“Sir, my concern is not whether God is on our side; the greatest concern is to be on God’s side, for God is always right.” Abraham Lincoln was hesitant to claim divine righteousness for his cause, but that humility is tougher to find among the World War II allies in 1962’s The Longest Day.
Sure, when weather didn’t cooperate for the D-Day Invasion, Lt. Col. Benjamin Vandervoort (played by John Wayne) said, “Sometimes I wonder whose side God’s on,” but you can tell he doesn’t really doubt that God opposes the Nazis.
The Brits are sure they’re fighting for God, King, and Country, and the Americans the same (minus the king). When Brig. General James Gavin (Robert Ryan) sends out his troops he tells them, “When you get to Normandy, you will have only one friend -- God.”
The Longest Day is the true story of the Normandy invasion, with a screenplay by Cornelius Ryan based on his nonfiction book of the same name. His book reports on the story from a wide range of sources, including General Dwight Eisenhower and his command staff, paratroopers, members of the French Resistance, and even those on the German side.
But it’s Mitchum who plays Brig. General Norman Cota, the soldier who makes a climatic breakthrough off the beach up to the mainland. Mitchum is one of the three stars (with John Wayne and Henry Fonda) featured in many of the advertising posters. Even as a star, though, Mitchum has only about fifteen minutes of screen time in the three hour film.
Clergy have even less screen time, playing little cameos from one minute to, at the most, five minutes, but there’s enough of interest for us here at Movie Churches.
First of all, there is Father Louis Roulland (Jean-Louis Barrault), a French priest in the city of Sainte-Mere-Eglise, occupied by the Germans. He’s a fictional character who, I assume, Ryan intended to represent real clergy in occupied France.
In a true story (I remember it from the book), one of the paratroopers landed on the church, his parachute caught on the bell tower. He remained there for hours, the ringing of the bells rendering him deaf for days.
What I found truly impressive were two clergymen who landed with the paratroopers. Like the soldiers, the clergy are given “clickers” to signal fellow soldiers. One clergyman found himself alone in the field and began to click wildly. Another soldier approached him, “Come on, Padre, stop making all that noise.”
The clergyman responded, “I’m sorry, son, I’m lost.”
The soldier said, “Who isn’t? Come with me.” I was impressed by clergy who were willing to be lost and in grave danger to be with the troops.
Another paratrooping clergyman (John Gregson) landed in a stream, losing his communion set (a box with consecrated wine and bread) in the water. He searched for it frantically. The soldier who helped him find it shouted, “Glory be!”

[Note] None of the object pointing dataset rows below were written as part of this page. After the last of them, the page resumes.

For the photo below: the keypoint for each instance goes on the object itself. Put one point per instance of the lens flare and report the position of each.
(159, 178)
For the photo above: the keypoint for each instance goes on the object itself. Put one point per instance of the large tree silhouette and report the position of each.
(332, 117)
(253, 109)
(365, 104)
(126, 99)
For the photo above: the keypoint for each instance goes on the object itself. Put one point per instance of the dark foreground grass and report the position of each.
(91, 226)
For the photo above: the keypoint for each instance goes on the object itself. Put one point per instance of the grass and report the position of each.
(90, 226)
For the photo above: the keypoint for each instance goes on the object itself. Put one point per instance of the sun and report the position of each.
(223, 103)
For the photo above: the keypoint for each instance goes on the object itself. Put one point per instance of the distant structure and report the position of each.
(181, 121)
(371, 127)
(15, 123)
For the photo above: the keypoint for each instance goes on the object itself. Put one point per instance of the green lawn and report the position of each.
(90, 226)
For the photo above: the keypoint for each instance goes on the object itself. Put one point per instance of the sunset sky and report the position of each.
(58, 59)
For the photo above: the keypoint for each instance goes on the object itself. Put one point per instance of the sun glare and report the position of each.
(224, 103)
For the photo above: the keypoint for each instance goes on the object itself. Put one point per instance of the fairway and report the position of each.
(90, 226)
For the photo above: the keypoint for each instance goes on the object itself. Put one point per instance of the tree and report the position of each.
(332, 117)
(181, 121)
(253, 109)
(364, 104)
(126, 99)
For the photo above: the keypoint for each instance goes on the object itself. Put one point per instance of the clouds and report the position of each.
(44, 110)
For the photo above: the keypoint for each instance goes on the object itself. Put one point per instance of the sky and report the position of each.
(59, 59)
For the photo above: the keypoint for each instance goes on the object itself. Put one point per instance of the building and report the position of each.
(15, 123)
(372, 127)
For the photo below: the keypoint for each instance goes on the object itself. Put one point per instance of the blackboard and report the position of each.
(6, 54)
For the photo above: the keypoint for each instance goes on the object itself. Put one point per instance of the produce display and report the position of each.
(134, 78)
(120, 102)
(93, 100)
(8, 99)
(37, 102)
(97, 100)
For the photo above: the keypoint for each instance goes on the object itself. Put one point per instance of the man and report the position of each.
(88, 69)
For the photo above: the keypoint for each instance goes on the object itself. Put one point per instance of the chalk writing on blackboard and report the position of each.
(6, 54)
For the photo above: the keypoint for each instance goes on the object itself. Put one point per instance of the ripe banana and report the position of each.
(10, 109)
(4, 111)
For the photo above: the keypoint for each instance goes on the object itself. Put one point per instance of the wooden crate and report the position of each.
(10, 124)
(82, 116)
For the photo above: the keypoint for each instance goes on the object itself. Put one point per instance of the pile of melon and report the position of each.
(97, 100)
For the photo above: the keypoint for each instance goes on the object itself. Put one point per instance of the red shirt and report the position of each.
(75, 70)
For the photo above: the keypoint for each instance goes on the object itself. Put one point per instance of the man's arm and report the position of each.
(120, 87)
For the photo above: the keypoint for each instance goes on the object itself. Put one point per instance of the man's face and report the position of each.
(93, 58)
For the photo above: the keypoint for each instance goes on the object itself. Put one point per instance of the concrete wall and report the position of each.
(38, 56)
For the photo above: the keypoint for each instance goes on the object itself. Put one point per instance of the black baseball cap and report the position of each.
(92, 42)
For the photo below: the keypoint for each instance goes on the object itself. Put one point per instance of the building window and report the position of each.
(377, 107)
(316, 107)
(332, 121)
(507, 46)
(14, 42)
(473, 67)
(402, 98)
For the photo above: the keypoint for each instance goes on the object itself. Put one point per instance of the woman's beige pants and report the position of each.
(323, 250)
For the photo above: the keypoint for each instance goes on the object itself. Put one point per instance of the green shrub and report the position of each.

The clergyman replied, “Son, let’s go about God’s work.”
The most impressive impressive clergy in the film, though, are a group of nuns who boldly walked through Sainte-Mere-Eglise as battle raged. When they got to a building where the Allied wounded were, an officer asked them what they were doing.
“I am Mother Teresa, Mother Superior of our convent. All of the sisters are qualified nurses.”
The officer replied, rather redundantly, “But this is a battle!” The nuns seemed to be quite aware of this fact and set to work.
Among the cast of thousands, God’s workers stand out in the film, earning the Church in the film Movie Church’s highest rating of Four Steeples.